Wayne Weibel
Wayne Weibel

Reputation: 973

GitLab fork remote public repo

My organization has a dedicated machine for our GitLab install. I regularly work with other public projects (Drupal.org and Github). I would like to have a repo on our GitLab with a branch that would track the remote Drupal or Github project, in addition to having our own development and production branches.

Want this to be on the GitLab server (machine) so a developer is not responsible for tracking and updating from the public remote.

Essentially, fork public repo tracked on 'master', with internal branches 'devel' and 'prod'; developers only cloning internal devel branch. Then have the ability to pull from remote to master, then merge to other internal branches as desired. Can that be accomplished via the web interface or with hooks? or ...
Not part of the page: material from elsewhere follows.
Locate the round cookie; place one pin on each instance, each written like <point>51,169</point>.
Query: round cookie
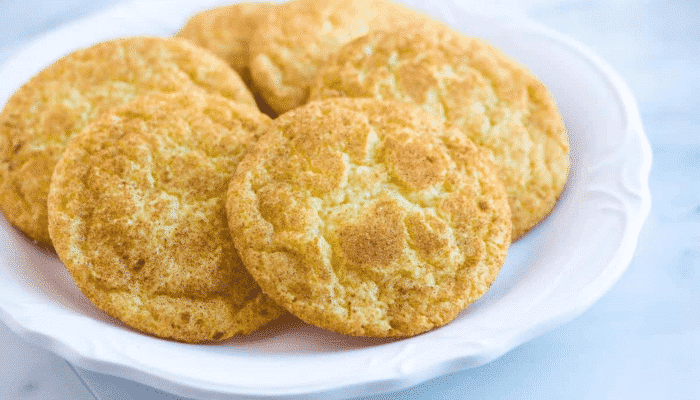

Following the answer to Create a fork of public git repo for github it would seem that it would need to be a script to pull from public remote to local, then push to GitLab master, with the script set as a cron job. Yeah?

Upvotes: 9

Views: 12741

Answers (2)

Xin Meng
Xin Meng

Reputation: 2100

Maybe you can try the GitLab mirroring feature. It supports pulling from the remote repo.

Upvotes: 0

petrpulc
petrpulc

Reputation: 970

Fork is nothing but a new repository with added remote

There are three main ideas that need to be understood:

  • each Git repository is a standalone repository
  • "fork" is a fancy word for repository with remote pointing to original repository
  • GitLab is nothing more than a user interface to a real Git repository on a filesystem

Therefore, if you insist that some branch(es) should be kept up to date on your server with the branches on remote (git:// or http(s)://) you can add new remote to your real git repository (usually located at /home/git/repositories, check your gitlab.yml) and set-up a cron to pull changes from such remote.

BUT, a lot of things may go wrong if the pull won't be a fast-forward and merge would be needed.

A solution to that would be to fetch the remote and reset instead, but this time all your changes would be lost.

Better do it all by hand

If only possible, a much better solution would be to dedicate a bit of time and pull the changes by hand, check for consistencies and push to your local copy.